We chose to adapt the code so the double pendulum duo follows a point that goes in a S shape. We developed an illusion of the two robots passing the green dot to one another as the green dot moves. The PD metrics were increased to track the green dot better but each arm is better in tracking the green dot in its own side because of the required torque to reach the arms out far.

The changes in the code cause the two arms to target the same point. They also change the path of the green dot with respect to time. 

class PendulumController(rcp.doublependulum.DoublePendulumController):
    def __init__(self):
        super().__init__()
        self.timestep = 0

        # set stiffer position and damping gains
        self.kp      = np.array((300.0, 300))
        self.kd      = np.array((16.0,  16))

        return
    
    #================================================================
    def setup(self):
        if self.identity == 0:
            self.write("""Pair of double-pendulum simulations.

One moves the endpoint along a circular path, while the other tries to follow.
""")
        return
    #================================================================
    def compute_control(self, t, dt, state, tau):
        """Method called from simulator to calculate the next step of applied torques.

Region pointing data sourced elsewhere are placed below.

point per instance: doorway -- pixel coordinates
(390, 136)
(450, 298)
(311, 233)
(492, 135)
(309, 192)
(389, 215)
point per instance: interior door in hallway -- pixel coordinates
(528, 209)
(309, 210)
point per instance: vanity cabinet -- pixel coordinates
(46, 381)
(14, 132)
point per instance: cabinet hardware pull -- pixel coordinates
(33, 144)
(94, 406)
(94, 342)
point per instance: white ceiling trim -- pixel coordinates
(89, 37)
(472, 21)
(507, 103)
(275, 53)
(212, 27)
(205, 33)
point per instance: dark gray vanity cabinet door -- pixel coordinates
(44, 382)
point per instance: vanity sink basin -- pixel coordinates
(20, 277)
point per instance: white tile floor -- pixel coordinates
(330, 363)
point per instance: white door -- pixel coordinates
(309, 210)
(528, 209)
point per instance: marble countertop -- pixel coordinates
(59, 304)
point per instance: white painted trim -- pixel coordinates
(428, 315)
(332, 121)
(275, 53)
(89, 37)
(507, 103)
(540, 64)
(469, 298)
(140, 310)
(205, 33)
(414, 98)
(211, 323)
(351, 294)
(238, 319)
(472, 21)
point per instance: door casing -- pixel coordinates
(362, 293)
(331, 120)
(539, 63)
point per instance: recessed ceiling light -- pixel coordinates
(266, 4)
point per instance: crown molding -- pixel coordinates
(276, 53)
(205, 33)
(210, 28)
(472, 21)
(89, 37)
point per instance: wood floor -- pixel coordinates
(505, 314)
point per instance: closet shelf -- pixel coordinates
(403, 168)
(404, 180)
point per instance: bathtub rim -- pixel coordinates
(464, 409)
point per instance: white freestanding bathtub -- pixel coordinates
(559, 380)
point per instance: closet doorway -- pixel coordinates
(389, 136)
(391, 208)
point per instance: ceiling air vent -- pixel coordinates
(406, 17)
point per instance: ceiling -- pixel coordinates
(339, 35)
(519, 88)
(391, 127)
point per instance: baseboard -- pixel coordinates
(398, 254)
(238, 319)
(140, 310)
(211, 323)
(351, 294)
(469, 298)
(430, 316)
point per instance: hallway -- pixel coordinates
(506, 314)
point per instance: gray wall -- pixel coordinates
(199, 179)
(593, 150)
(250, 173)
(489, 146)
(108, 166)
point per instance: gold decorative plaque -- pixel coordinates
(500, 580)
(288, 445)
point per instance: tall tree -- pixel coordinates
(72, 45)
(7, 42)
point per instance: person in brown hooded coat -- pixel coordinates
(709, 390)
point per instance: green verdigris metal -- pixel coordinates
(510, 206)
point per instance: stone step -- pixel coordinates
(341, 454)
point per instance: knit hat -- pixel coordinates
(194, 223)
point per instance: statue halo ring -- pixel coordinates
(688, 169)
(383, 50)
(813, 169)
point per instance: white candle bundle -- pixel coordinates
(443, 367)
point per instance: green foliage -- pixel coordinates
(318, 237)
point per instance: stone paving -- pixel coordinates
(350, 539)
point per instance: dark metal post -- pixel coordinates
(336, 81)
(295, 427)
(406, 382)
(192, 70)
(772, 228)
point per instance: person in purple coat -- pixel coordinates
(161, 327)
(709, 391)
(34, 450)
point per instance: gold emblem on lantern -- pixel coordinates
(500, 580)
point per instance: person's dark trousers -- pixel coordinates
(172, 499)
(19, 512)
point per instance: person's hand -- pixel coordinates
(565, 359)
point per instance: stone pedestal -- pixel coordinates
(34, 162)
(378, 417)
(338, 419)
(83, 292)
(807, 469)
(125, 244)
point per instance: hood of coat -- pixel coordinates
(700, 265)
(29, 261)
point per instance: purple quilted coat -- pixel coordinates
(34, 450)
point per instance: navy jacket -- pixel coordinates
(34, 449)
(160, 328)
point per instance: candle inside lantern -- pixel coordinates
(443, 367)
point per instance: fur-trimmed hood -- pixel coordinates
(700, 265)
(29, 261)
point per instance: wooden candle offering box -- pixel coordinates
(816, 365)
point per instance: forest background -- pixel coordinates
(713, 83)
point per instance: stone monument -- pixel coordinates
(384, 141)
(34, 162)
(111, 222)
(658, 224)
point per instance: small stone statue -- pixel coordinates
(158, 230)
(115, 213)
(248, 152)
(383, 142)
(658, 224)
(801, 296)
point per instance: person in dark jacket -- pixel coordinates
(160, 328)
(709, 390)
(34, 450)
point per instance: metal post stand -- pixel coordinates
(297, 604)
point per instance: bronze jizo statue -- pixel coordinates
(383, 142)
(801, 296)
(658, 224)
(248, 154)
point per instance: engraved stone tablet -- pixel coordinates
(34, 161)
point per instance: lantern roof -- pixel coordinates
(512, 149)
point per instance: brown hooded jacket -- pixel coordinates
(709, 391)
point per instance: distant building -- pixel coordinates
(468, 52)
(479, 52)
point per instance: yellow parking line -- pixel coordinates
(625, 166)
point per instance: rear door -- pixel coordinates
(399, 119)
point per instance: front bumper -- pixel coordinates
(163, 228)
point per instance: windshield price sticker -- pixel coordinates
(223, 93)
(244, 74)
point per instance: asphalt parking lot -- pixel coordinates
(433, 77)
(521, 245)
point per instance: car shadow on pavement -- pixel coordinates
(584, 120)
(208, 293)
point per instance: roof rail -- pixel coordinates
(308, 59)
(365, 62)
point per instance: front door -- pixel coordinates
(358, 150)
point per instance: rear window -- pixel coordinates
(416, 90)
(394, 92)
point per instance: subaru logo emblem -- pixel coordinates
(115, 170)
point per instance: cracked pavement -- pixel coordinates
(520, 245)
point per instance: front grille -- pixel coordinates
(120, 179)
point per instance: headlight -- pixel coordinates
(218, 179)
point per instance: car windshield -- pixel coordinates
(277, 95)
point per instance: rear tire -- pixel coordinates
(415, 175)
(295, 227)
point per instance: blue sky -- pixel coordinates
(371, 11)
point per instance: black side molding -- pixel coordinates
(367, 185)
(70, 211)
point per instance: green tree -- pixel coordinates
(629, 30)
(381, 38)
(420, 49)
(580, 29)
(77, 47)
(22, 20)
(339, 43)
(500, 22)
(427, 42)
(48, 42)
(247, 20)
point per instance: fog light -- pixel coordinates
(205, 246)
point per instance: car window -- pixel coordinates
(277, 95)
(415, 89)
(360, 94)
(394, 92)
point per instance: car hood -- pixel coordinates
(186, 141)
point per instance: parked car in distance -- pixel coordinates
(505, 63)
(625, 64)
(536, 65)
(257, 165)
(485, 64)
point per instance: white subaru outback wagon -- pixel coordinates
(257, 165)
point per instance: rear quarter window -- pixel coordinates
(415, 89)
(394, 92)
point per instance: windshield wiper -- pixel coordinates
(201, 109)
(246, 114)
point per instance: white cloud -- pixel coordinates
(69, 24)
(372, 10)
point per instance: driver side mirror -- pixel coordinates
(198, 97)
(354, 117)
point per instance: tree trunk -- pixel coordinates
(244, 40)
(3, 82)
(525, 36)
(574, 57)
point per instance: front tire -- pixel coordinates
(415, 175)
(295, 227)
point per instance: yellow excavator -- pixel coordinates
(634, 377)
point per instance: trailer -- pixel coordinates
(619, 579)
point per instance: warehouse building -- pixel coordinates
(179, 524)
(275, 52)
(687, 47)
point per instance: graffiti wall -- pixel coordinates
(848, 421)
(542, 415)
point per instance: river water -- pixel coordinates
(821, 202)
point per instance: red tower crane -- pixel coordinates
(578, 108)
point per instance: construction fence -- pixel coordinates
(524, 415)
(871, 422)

        :param t: time in seconds since simulation began
        :param state: four element numpy array with joint positions ``q`` and joint velocities ``qd`` as ``[q0, q1, qd0, qd1]``, expressed in radians and radians/sec
        :param tau: two element numpy array to fill in with the joint torques to apply ``[tau0, tau1]``
        """

        t = t%12
        if(t <= 6):
            phase = 0.25 * np.pi * t
        else: 
            phase = np.pi/2 - t%6*np.pi/4


        # radius slowly cycles up and down again
        #radius = 0.1 + 0.5 * abs(math.sin(0.05 * t))
        radius = .4

        # end is the world-coordinate location of a point traveling around the spiral centered between the two arms
        #end = np.array((1.0 + radius * np.cos(phase), radius * np.sin(phase)))
        if(t<=6):
            end = np.array((1 + radius * np.cos(phase), radius * np.sin(phase)))
        else:
            end = np.array((1 + radius * np.cos(phase),-2*radius + radius * np.sin(phase)))

        if self.identity == 0:
            # the first robot chooses a target pose in robot coordinates based
            # on the inverse kinematics solution for a spiral path

            # solve for the joint angles for the given endpoint
            s1, s2 = self.model.endpointIK(end)

            # arbitrarily one solution as the target pose
            pose = s1

            if self.timestep % 1000 == 0:
                self.write("Time: %f  endpoint: %s" % (t, end))
            self.world.set_marker(0, end)
            
        else:
            # the other robot observes the first and tries to track the endpoint
            end0 = self.world.dblpend_endpoint(0)
            s1, s2 = self.model.endpointIK(end)
            pose = s2
            
        # create a target state by extending the pose to include velocity
        target = np.concatenate((pose, np.zeros(2)))

        # calculate position and velocity error as difference from reference state
        qerr = target - state

        # apply PD control to reach the pose (no integral term)
        tau[0] = (self.kp[0] * qerr[0]) + (self.kd[0] * qerr[2])
        tau[1] = (self.kp[1] * qerr[1]) + (self.kd[1] * qerr[3])

        self.timestep += 1        
        return